Como referem P.Lima e A.Varela, in Código Civil, anotado, pg. 444, “ A simples leitura do art.º 483º mostra que vários pressupostos condicionam, no caso da responsabilidade por factos ilícitos, a obrigação de indemnizar imposta ao lesante, cabendo a cada um desses pressupostos um papel especial na complexa disciplina das situações geradoras do dever de reparação do dano. “ É necessário, desde logo, como referem ainda os autores citados, que haja um facto voluntário do agente; que esse facto do agente seja ilícito por violar direitos alheios ou disposição legal destinada a proteger esses direitos; que haja um nexo de imputação desse facto voluntário e ilícito ao agente em termos de dolo ou mera culpa; que dessa violação decorrente de actuação voluntária, ilícita, culposa, decorram danos para terceiros e que se demonstre existir um nexo de causalidade adequada entre o facto praticado pelo agente e o dano sofrido pela vítima, de forma a poder concluir-se que o dano é resultante da violação.

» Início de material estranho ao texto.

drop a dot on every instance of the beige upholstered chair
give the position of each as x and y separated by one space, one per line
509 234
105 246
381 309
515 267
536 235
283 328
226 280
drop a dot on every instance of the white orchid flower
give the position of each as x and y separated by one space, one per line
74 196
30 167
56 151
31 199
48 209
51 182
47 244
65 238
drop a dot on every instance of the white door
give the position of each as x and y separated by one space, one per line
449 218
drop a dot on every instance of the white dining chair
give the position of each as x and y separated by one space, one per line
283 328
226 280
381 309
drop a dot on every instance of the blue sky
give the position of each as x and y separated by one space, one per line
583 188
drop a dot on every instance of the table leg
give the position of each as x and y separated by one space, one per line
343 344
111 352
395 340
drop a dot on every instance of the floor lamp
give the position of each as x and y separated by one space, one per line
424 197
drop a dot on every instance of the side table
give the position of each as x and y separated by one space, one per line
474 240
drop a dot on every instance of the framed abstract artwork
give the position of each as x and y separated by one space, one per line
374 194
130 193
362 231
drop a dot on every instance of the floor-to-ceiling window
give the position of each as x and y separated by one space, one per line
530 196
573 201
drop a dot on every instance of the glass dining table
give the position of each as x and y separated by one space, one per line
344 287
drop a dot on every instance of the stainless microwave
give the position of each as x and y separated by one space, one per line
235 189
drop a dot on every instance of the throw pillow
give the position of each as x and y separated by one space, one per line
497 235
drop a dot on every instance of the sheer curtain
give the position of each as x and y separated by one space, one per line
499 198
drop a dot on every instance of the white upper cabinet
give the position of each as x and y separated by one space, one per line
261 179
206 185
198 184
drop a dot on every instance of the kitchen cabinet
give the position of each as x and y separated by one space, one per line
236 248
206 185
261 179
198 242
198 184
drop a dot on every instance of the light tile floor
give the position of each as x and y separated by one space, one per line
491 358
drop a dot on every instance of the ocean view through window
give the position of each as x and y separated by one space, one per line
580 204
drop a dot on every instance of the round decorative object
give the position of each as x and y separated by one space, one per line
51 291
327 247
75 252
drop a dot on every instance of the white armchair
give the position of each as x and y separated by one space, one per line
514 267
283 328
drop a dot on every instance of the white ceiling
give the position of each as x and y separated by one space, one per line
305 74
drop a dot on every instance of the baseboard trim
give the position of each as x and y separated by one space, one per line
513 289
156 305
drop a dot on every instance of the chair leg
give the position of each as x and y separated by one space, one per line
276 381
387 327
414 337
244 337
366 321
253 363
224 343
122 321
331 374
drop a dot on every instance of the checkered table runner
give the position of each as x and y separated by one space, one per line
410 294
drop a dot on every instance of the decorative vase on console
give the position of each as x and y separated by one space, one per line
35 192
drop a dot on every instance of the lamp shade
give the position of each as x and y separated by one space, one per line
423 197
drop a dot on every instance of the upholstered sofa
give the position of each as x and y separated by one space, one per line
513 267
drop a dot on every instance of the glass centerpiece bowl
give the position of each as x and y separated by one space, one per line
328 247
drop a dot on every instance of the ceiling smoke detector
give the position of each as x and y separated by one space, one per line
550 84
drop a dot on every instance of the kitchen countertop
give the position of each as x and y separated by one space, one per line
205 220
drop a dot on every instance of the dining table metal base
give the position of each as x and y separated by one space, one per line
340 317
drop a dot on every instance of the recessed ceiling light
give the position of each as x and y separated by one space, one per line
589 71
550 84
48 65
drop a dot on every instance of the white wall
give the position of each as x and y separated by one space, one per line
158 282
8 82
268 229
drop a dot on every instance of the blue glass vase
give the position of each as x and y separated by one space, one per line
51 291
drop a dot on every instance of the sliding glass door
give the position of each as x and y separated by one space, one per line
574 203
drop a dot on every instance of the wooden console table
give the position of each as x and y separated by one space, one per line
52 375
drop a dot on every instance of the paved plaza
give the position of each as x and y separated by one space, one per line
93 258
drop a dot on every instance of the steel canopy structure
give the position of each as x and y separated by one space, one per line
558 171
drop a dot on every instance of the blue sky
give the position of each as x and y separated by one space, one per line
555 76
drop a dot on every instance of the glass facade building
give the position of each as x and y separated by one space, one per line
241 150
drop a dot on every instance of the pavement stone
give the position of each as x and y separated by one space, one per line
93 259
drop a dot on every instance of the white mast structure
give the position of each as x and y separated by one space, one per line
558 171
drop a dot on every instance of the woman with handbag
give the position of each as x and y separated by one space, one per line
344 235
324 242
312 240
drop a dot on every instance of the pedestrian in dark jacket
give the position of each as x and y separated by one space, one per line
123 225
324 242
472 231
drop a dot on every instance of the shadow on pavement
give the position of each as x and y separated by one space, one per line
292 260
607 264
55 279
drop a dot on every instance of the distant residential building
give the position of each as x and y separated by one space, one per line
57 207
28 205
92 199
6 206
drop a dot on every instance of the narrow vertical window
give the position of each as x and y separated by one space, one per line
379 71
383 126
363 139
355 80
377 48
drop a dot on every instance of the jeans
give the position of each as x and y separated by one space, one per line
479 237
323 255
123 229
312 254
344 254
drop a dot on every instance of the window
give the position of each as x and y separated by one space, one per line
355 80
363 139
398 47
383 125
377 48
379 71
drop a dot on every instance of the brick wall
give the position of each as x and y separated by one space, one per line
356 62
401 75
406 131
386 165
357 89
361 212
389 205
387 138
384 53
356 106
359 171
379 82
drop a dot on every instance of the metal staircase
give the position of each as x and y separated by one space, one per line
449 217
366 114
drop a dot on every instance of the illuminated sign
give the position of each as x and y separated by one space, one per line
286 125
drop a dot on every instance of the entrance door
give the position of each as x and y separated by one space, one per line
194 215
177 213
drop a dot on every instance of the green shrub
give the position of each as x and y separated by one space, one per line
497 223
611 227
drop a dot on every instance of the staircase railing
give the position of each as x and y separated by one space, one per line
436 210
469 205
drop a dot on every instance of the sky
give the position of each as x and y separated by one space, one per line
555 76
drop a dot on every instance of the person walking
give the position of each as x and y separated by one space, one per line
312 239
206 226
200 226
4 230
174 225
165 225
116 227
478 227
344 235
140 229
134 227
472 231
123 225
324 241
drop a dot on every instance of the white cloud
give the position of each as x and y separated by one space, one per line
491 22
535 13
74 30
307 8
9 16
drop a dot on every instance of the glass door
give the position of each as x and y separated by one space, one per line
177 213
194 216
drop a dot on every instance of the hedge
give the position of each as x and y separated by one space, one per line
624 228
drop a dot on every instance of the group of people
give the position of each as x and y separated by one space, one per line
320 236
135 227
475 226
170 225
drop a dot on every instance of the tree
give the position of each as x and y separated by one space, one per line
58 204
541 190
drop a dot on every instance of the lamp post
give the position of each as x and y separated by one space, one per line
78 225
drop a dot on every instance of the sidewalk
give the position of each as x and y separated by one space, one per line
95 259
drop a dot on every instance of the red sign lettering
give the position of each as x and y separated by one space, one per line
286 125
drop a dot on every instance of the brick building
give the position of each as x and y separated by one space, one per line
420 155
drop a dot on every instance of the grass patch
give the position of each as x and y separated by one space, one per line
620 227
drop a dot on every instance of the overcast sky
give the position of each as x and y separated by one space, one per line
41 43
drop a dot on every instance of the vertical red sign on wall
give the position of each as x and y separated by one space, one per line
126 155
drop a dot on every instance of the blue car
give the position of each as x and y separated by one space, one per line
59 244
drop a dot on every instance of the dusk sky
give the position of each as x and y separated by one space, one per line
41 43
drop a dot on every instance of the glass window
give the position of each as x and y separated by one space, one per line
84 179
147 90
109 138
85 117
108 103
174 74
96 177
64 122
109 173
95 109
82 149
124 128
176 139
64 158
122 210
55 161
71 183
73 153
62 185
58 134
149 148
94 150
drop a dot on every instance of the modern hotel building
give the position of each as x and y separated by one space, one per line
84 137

Como claramente se deduz do factualismo exposto, de nenhum dos factos provados resulta que a condutora do veículo LX haja praticado qualquer acto voluntário violador do direito de outrem ou de disposições legais destinadas a proteger tais interesses, nomeadamente, que haja infringido qualquer norma estradal, reguladora do trânsito de veículos na via pública.
Assim, desde logo, não prova a existência de facto voluntário e ilícito do agente, o condutor do veículo, não se mostrando verificado o primeiro dos requisitos de responsabilidade civil por factos ilicitos nos termos do art.º 483º do Código Civil.
Igualmente, e consequentemente, não se provando a existência do próprio facto ilícito, não se prova, nem se pode falar em acto culposo ou negligente do agente, nem decorre a existência de nexo de causalidade em relação aos danos ocorridos.
Assim se conclui, nos termos expostos, que dos factos não resulta provada a alegada e declarada responsabilidade civil por facto ilícito do condutor do veículo, não se mostrando verificados os legais pressupostos do art.º 483º do Código Civil.
Improcede, consequentemente, a apelação, devendo manter-se a sentença recorrida a qual não merece censura.